En fait, personne ne veut se mouiller ou mouiller son camp avec un sujet aussi controversé, a fortiori en cette période cruciale. Au final, actuellement, exception faite du sénateur-maire PS du Mans, Jean-Claude Boulard, du conseiller départemental PS, dans l’Essonne, Jérôme Guedj et du président LR du Conseil départemental du Bas-Rhin, Frédéric Bierry, aucun engagement politique véritable, laissant espérer une ouverture législative envisageable à court terme, n’a été ostensiblement affiché ; sans compter que d’ardents défenseurs de cette cause, à l’instar de Jean-François Chossy (LR), Catherine Trautmann (PS), Nicolas About (MoDem) ou François Brottes (PS), ont quitté la scène politique.

La classe politique, dans son ensemble, préfère garder ses distances avec cette patate chaude plutôt que de se positionner.
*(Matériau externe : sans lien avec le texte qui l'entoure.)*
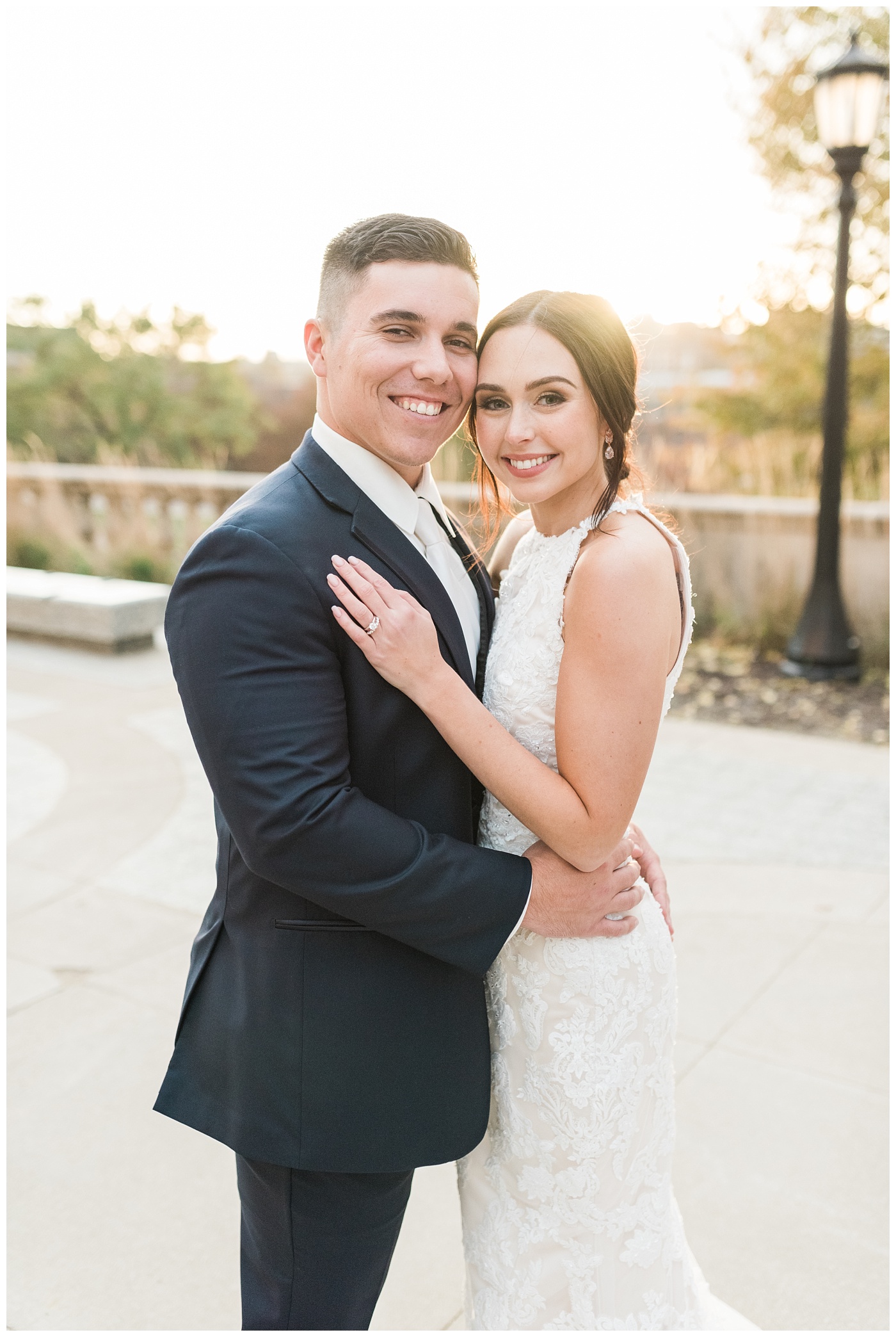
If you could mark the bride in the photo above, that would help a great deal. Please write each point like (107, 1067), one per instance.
(568, 1204)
Du reste, que pourrait-on nous reprocher, nonobstant notre infraction manifeste et volontaire à la loi sur le proxénétisme ? De revendiquer l’application d’un droit-liberté ? De faire œuvre d’humanité ? De refuser la confusion entre le droit et la morale ? De militer en faveur du respect des libertés individuelles, dont la liberté sexuelle ? De nous opposer à toute forme d’intrusion dans la vie privée, dès lors que ce qui s’y déroule est le fruit d’un choix et d’un consentement mutuels ? De contrevenir à la loi ou de froisser la morale et les principes de certains ? De réclamer une réelle tolérance ? Un peu de tout ça probablement.

Dans ce contexte, ne sommes-nous pas en droit de nous demander à quoi joue nos élus ? En effet, dans la mesure où nous travaillons en toute transparence et qu’aucune opposition juridique ne se met en travers de nos engagements, ne sommes-nous pas encouragés à penser que notre cause est juste et justifiée ? D’autant plus, je ne le répéterai jamais assez, qu’elle est reconnue dans d’autres nations tout aussi soucieuses de droit, de démocratie et de respect des libertés que la nôtre.

De ce fait, l’APPAS est et restera, sous ma présidence, porteuse de valeurs humanistes et humanisantes nourries par une idée de la liberté qui refuse toute forme d’enfermement par et dans une démagogie intolérante et une morale liberticide, quitte à enfreindre une loi qui méconnaît ou mésestime une réalité humaine discriminée dont pâtissent de trop nombreuses personnes en situation de dépendance physique et/ou intellectuelle.

Car l’APPAS, c’est aussi un engagement politique, qui a vocation de faire entendre la voix et les attentes des quelque 580 personnes handicapées qui nous ont sollicités à ce jour pour leur permettre de pouvoir enfin explorer leur sensualité et/ou leur sexualité. Parce que nous sommes convaincus qu’une cohabitation intelligente doit être possible entre des gens ayant des opinions divergentes. À quand l’éveil, la prise de conscience, de nos parlementaires à cette action prépondérante dans une société qui se dit ouverte, garante de liberté individuelle et inflexible sur les droits de l’Homme ?

Notre futur président se penchera-t-il sur notre projet de loi ? Nous le saurons bientôt.

 

Le bonheur, le bien-être et la reconnaissance de toutes ces personnes ne valent-ils pas de prendre certains « risques » ? Si, bien sûr.